Birbirinden farklı etkiler altındaki özgürlük olgusu
Gerek bireysel gerek toplumsal özgürlük bahis konusu olduğunda, bilginin yararına inanmanın yanı sıra, açıklık ve önceden bilirlik perspektiflerine göre hareket etmek, öngörülü olmak; bütün prosesleri (süreç) doğru yönetmek ve sağlam ilerlemek için vazgeçilmez parametrelerdir. İster eşitlik olsun ister demokrasi, adalet, özgürlük ya da saydamlık olsun, zaman içinde gelişen her türlü hareket karşısında, en başta bilgiye dayanmak, bilginin yararına inanmak ve açık davranmak gerekir. Bertrand Russel, Aylaklığa Övgü adlı eserinde, “Denemeler, bilginin öneminin sadece bilginin doğrudan doğruya uygulama alanındaki yararlılığından ileri gelmeyip, aynı zamanda onun insan kafasına geniş ve derin bir düşünce alışkanlığı kazandırmasında da bulunduğu tezini ileri sürüyor; bu esastan bakıldığında, zamanımızda ‘yararsız’ etiketi yapıştırılan birçok bilgide yarar bulunabilir,” diyor.
Yeri gelmişken pek çok süreçte önemli etkisi olan bilgi ve eylem kavramları hakkında kısa da olsa birkaç şey söylemek istiyorum. Bilgi gibi, eylem de özgürlük kavramıyla doğrudan ilişkilidir. Bilgi, insanın kendini ve kendiliği keşfetmesi, dünyayı anlama ve kavrama gücüne erişmesidir. Anlamanın, anlatmanın ve aydınlanmanın kaynağı olan bilgi, teoloji, doğaüstücülük ve gerçeküstücülük gibi alanlar söz konusu olduğunda, bilim düşüncesini ön plana alma gereğini ortaya koyan, bunu hatırlatan hatta sorgulatan dönüştürücü bir kudrettir. Eylemlilik ve en kötü eylemlilik bile kısıtlılıktan daha toplumsal ve daha insanidir.

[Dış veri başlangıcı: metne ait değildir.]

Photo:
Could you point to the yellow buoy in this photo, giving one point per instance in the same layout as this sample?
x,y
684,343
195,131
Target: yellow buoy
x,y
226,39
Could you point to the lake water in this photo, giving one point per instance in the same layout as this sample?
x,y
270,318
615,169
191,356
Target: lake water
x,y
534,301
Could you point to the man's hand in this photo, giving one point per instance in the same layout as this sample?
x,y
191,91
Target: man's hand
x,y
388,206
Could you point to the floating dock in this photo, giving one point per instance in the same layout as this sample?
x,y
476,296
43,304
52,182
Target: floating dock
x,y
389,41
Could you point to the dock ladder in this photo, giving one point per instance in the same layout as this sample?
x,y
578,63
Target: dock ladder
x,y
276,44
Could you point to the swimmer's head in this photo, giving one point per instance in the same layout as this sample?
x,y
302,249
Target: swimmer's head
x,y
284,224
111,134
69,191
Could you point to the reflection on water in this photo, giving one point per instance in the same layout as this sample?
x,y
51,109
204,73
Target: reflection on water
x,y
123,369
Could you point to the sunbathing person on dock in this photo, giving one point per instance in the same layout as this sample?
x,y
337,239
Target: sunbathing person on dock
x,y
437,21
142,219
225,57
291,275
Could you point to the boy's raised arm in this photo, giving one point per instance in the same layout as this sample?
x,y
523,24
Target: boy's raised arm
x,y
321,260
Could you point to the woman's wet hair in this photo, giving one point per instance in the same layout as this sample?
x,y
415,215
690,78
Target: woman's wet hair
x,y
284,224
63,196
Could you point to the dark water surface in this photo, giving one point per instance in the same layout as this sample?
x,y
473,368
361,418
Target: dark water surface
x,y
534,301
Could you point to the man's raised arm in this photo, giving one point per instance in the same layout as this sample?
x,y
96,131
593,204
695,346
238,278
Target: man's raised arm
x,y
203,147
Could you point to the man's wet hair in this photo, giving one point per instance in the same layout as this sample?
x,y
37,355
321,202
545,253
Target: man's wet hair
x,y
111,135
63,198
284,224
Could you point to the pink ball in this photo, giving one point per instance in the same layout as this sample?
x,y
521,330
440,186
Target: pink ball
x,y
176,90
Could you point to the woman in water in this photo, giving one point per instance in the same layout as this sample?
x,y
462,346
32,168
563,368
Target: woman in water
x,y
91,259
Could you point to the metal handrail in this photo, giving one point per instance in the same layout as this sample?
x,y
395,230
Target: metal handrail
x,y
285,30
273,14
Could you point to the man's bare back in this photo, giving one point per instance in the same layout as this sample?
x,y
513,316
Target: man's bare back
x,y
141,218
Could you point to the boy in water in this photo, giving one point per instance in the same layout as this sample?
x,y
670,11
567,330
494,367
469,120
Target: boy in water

Eylem şuuru ve insan gerçekliği arasında çok kuvvetli ve sarsılmaz bağlar vardır ve her ikisi de özgürlüğü geliştirmeye dairdir. Hatırlatmam gerekir ki, kültür ve çevre olarak solun, bireyler olarak sosyalist öncülerin bilgi, eylem ve özgürlük yönünden çok değerli katkıları olmuştur. Anılan kesim, zikredilen kavramların özüne uygun ve yerinde kullanılması için ciddi kafa gücü harcamıştır. İddia edilebilir ki özgülük kavramının eylem yönünden ilk ve öncü hareketi, habercisi, keşfedeni ve kavramı kıymetlendiren kılavuzu, sol düşünce ve sosyalizm olmasa da en etkili aksiyonu, bu kesimden anılan perspektiflerdir.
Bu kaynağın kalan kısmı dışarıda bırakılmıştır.